The disease itself remains an enigma with no treatment, let alone a cure, in sight as yet. However, as wicked a problem as Alzheimer’s is, science has managed to decipher some aspects of its complex persona. One knows about its many inexplicable quirks. For instance, it afflicts women more than men; or that some communities, such as the Icelanders, have a natural defence against it, while some others, like 5,000 people in a particular clan of Colombians, are unusually vulnerable to it
Though often described as the “plague of the 21st century,” Alzheimer’s has an ancient vintage. In fact, it wasn’t until the beginning of the 19th century, when the French physician Phillipe Pinel coined the word dementia to describe mental illnesses, that such patients were seen as suffering from a disease.
But it was almost a century later, in 1906, that a German psychiatrist called Alois Alzheimer described for the first time the characteristic symptoms—plaques, tangles and reduced brain-size—of what was called Alzheimer’s.
However, his ideas were reaffirmed in the 1970s when more advanced imaging techniques exposed in finer detail plaques and tangles of a brain wasted by Alzheimer’s. In 1991, British geneticist John Hardy proposed plaques of a renegade protein called beta amyloid as Alzheimer’s smoking gun. Lured by the amyloid hypothesis, many researchers and pharma companies rushed to develop molecules that could kill the plaques, and hence prevent, or at least stave off, Alzheimer’s.

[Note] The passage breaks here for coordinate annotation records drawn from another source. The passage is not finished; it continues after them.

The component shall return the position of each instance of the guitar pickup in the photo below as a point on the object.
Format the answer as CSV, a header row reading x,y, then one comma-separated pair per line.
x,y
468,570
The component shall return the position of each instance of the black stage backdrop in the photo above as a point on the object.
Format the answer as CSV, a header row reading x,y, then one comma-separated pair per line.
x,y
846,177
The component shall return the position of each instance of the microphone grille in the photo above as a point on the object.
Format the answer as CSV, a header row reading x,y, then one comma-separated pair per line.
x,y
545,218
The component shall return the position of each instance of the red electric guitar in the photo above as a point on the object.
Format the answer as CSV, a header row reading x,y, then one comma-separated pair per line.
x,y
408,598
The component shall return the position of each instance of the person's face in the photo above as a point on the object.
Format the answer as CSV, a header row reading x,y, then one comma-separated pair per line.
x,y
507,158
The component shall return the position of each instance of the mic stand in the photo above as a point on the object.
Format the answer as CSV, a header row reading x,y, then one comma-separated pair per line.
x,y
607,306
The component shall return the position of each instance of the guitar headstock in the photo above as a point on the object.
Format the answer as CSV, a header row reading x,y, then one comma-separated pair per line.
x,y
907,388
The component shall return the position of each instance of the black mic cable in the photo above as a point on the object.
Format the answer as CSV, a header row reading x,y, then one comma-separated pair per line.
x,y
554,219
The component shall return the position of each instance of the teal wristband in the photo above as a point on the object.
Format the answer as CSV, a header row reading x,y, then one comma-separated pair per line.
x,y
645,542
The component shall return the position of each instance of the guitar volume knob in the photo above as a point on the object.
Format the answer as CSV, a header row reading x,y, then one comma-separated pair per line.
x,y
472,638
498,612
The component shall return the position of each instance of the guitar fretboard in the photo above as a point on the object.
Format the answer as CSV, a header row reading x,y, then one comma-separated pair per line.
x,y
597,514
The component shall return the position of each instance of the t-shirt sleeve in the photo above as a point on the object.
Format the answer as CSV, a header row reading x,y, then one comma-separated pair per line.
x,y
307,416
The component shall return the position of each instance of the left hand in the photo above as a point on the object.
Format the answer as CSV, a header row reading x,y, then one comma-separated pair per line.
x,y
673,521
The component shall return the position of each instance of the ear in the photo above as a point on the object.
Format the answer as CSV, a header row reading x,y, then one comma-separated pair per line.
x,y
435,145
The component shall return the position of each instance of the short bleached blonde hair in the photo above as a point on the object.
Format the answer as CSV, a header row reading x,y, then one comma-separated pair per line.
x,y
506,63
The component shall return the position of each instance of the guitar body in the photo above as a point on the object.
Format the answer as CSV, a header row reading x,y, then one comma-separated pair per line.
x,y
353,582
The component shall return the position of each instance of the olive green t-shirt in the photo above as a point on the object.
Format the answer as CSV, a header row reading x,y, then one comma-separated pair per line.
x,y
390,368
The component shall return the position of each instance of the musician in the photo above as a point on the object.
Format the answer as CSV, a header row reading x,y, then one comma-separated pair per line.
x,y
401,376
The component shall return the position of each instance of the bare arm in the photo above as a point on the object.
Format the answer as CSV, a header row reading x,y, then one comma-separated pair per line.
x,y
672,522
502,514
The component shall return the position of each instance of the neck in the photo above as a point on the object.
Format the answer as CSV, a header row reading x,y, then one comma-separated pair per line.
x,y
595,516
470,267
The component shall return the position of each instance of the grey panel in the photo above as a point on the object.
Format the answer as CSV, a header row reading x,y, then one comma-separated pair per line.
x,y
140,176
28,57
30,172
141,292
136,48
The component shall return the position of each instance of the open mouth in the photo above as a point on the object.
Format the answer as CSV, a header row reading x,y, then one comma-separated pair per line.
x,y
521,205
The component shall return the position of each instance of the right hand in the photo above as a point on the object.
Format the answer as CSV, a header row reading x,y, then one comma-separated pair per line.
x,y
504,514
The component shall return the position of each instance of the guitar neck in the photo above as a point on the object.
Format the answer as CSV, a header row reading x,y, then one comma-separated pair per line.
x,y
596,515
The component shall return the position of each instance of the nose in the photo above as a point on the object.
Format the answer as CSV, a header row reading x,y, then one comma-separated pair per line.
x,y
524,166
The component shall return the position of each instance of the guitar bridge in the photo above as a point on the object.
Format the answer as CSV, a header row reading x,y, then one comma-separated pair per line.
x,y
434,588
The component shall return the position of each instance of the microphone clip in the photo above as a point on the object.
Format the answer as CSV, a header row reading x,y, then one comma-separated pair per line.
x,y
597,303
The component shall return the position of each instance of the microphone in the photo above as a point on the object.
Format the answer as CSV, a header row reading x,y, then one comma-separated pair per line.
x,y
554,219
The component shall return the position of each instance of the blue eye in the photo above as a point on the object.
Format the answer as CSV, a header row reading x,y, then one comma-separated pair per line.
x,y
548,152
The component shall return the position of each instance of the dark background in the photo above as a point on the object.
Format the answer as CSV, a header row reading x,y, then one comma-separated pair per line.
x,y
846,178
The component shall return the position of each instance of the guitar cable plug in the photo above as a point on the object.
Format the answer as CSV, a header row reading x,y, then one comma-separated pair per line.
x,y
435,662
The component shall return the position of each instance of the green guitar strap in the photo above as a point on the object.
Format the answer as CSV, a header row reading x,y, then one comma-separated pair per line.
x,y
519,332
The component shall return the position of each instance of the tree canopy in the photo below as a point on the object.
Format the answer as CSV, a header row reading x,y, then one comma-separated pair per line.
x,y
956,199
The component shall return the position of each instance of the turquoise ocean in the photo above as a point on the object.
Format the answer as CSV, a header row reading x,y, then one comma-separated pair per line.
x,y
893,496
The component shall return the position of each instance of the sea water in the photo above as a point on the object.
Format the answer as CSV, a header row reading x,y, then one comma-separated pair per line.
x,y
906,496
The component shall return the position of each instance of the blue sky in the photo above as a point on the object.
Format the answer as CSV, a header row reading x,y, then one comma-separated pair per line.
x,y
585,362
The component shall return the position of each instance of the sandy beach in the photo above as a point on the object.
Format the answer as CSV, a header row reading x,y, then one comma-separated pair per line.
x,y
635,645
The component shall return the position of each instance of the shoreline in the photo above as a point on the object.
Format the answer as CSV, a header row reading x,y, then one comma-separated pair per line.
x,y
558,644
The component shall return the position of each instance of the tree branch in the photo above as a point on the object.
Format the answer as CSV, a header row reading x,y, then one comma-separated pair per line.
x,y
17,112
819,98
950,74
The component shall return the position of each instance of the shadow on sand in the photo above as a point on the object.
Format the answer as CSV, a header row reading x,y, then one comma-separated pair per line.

With the amyloid hypothesis in doubt, new competing theories have sprung up. However, as hypotheses go, they might have some substance, or they could be pure flights of a desperate mind. As things stand, scientists concede that a treatment for Alzheimer’s is at least a decade away. Some scientists argue that in the meantime, as Alzheimer’s expands its empire, altering our lifestyles might be our best bet against the great brain robbery even though there is no solid evidence of whether and which environmental factors, good or bad, might do the trick.
Of the notable candidates, there is turmeric, the sine qua non of most Indian diets, which some scientists believe might explain the alleged resistance of Indians to Alzheimer’s; or sugar, which many suspect of being complcit in the elaborate brain heist; or solving puzzles and learning new skills, all of which might keep the brain from sliding into the dark abyss.
Amidst this pain and despair surrounding Alzheimer’s, it’s sobering to look at the ravages of an ageing mind from an evolutionary vantage. As the Icelandic neurologist Kari Stefansson muses in Joseph Jebelli’s absorbing A Pursuit of Memory, “is it a design flaw when a disease terminates a life when we are relatively old, or is it a masterpiece in the design?...We’re born to have offspring and die. What our roles are beyond that is beyond me. I don’t know why we last this long.”